Think tank warns Ottawa’s new housing agency may repeat past government failures

Is Carney's Build Canada Homes plan already doomed?

Fraser Institute analysts have criticized the federal government’s new Build Canada Homes (BCH) initiative, arguing that Ottawa’s track record in real estate management raises serious doubts about its ability to deliver on ambitious housing promises.

Their comments appeared in a recent Financial Post op-ed, where they warned that “if the federal government cannot efficiently downsize its own office footprint—despite ample funding and years of effort—how can it credibly promise to deliver complex housing projects?”

Prime Minister Mark Carney’s administration recently announced the launch of BCH, a federal agency tasked with building 4,000 factory-built homes at an initial cost of $13 billion. The move comes as Canadians grapple with an affordability crisis that has put homeownership out of reach for many.

Yet, as the Fraser Institute analysts pointed out, “Ottawa cannot efficiently downsize its own office footprint despite ample funding and years of effort. That record hardly inspires confidence in its promise to deliver complex housing projects across the country.”

Federal real estate record under scrutiny

The federal government’s real estate management has long been a source of concern. In 2017, Ottawa admitted that half its office space was underused, but it took until 2019 to develop a plan to sell off surplus properties.

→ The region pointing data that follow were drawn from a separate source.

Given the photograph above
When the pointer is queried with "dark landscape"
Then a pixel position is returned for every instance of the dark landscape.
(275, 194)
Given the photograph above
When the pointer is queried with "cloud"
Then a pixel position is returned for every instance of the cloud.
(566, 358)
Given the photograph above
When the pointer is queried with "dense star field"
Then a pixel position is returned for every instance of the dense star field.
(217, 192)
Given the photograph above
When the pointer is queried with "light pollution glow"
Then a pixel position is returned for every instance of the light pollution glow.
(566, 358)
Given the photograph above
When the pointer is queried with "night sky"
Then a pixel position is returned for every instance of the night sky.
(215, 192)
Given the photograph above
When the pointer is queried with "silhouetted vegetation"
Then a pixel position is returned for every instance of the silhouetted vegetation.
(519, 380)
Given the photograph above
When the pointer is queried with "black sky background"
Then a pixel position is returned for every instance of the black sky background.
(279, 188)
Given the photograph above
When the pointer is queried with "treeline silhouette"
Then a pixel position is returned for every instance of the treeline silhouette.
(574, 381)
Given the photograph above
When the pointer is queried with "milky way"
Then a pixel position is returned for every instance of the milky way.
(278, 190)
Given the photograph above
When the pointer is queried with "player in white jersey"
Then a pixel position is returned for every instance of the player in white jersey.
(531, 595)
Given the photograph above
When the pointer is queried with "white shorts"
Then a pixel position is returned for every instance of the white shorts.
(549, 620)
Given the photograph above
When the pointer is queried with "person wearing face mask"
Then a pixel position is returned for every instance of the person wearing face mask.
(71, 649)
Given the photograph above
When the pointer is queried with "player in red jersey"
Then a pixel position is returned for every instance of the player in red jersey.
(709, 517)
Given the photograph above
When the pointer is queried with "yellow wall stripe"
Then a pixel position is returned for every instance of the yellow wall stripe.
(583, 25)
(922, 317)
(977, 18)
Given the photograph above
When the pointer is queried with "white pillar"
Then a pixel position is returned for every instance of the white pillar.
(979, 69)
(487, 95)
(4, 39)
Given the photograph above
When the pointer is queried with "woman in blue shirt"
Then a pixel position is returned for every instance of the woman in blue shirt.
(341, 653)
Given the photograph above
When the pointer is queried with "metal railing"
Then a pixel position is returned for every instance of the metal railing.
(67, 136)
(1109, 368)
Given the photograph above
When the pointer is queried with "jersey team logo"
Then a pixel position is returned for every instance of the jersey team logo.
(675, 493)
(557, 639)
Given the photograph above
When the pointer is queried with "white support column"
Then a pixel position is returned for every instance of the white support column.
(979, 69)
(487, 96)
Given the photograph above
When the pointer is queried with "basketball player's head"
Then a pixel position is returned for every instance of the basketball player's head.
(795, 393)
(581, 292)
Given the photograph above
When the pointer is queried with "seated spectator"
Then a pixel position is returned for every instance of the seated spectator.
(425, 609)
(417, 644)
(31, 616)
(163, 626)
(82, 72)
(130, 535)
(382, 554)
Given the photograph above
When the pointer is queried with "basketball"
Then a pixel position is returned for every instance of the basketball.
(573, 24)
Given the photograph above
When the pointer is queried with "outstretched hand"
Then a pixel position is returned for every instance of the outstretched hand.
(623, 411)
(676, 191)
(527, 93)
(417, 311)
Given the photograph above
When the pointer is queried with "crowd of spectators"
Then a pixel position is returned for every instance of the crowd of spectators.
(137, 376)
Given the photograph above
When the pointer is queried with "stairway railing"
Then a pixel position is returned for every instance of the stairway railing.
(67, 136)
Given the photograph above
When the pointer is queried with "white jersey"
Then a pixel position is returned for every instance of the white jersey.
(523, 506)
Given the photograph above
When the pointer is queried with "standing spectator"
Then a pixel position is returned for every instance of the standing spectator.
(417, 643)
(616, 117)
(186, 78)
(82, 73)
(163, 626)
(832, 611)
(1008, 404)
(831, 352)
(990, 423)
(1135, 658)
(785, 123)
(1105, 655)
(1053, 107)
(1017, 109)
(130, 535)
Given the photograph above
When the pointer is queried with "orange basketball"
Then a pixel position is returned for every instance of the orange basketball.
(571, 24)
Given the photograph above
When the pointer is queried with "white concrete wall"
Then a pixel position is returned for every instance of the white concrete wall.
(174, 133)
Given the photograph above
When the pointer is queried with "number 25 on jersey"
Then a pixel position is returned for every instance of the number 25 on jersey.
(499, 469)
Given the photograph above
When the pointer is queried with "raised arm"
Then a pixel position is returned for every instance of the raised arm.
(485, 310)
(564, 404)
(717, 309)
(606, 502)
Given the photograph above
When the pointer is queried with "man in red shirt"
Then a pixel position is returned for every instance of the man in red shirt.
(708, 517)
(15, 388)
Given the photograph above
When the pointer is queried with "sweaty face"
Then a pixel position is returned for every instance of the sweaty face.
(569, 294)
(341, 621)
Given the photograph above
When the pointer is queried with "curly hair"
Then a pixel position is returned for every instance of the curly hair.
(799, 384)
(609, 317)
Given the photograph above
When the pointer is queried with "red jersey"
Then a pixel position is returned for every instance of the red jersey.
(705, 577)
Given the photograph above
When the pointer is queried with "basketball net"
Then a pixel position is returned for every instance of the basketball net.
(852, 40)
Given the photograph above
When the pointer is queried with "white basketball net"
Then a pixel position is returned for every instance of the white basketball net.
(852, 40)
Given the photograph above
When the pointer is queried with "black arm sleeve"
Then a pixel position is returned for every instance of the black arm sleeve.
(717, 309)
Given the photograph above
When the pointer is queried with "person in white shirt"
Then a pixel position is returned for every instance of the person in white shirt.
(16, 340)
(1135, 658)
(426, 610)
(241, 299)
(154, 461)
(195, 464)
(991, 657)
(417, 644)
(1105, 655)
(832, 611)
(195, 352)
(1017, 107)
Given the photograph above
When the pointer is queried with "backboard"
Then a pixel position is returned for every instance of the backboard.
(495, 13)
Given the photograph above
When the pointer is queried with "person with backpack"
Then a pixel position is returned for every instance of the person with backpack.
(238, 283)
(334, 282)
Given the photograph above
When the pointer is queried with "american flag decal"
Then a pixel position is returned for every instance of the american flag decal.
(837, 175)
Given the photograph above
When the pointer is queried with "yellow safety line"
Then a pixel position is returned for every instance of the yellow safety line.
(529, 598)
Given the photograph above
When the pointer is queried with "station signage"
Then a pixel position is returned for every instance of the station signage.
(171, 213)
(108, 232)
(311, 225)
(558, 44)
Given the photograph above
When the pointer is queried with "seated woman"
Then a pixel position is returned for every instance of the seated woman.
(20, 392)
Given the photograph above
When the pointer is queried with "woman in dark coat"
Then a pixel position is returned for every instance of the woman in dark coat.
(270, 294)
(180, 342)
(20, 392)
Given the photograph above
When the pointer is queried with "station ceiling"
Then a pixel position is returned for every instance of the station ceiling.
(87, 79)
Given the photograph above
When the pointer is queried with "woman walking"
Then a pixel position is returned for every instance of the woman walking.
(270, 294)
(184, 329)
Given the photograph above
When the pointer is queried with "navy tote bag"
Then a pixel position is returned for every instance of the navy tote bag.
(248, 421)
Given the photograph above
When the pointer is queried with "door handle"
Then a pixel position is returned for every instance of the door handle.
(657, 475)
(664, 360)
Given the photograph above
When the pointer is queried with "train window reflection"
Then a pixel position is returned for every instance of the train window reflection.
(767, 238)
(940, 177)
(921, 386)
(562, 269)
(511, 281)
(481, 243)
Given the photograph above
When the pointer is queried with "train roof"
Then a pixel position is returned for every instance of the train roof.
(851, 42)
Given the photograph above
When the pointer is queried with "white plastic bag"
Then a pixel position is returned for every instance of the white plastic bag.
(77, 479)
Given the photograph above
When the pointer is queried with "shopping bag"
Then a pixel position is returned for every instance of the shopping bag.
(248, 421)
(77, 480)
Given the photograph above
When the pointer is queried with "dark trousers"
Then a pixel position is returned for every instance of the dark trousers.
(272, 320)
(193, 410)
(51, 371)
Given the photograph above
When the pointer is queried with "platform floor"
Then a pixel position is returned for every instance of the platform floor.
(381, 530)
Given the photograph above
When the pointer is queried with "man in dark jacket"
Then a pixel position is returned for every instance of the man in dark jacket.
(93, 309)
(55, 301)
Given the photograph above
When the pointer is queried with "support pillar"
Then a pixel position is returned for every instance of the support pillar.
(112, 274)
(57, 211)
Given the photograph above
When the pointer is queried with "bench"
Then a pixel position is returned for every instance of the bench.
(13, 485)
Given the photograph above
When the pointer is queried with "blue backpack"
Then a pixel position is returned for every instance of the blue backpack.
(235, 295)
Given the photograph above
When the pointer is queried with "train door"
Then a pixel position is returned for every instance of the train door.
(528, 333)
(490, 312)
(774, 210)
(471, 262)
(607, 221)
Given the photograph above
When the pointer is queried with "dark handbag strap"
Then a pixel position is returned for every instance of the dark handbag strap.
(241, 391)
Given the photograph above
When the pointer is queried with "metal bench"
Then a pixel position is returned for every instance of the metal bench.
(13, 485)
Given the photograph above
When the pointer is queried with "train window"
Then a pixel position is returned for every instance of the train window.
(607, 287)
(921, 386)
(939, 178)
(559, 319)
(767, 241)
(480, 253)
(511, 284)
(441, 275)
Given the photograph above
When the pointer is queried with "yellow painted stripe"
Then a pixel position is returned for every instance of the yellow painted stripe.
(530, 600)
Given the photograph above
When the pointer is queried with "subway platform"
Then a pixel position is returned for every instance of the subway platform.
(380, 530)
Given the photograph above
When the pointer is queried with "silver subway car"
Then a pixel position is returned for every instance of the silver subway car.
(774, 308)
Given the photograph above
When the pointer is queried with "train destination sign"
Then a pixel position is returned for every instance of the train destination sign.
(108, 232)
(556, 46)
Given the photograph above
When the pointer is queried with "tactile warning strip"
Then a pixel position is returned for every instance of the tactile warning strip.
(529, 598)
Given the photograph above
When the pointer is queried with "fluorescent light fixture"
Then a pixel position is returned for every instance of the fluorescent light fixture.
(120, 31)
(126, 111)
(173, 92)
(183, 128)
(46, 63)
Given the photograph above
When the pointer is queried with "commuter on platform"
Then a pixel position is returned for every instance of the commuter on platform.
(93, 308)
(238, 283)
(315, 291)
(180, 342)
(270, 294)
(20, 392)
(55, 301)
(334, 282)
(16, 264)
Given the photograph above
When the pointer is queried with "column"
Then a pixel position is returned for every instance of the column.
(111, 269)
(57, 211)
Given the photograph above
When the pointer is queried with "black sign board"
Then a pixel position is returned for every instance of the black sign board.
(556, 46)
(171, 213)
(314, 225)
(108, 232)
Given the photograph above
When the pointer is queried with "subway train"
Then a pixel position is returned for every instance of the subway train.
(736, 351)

By 2023, the office footprint had only shrunk marginally—from 6.0 million to 5.9 million square metres.

In 2024, the government pledged $1.1 billion over 10 years to accelerate the sale of underused properties, aiming to save taxpayers $3.9 billion in the first decade. However, the original goal of a 50% reduction by 2034 has already been scaled back to just 33 per cent, according to government projections.

An auditor general report released in 2025 found that the government “lacks even basic data on its own real estate portfolio, routinely misses internal targets for consolidation, and continues to rely on a lengthy process that takes six to eight years to offload surplus buildings.”

The report also flagged poor cooperation between departments and a lack of financial incentives for space reduction, with nearly half of the largest departments refusing to sign space-reduction agreements.

Questions over Build Canada Homes’ execution

The Fraser Institute analysts cautioned that BCH is likely to face similar pitfalls, including “poor coordination across the government, competing political priorities, and no real pressure to deliver.”

The agency’s mandate to build affordable homes using Canadian-made and climate-friendly materials could further complicate efforts, they said: “If a product requires a government mandate to be used, it’s not the most cost-effective option.”

With $3.5 billion a year in taxpayer funding and no clear benchmarks for success, the analysts questioned whether BCH spending would “simply compete with private-sector development rather than add greatly to the overall stock of houses.”

They warned that if the agency underperforms, “Canadians could be left with few new homes and a considerable bill.”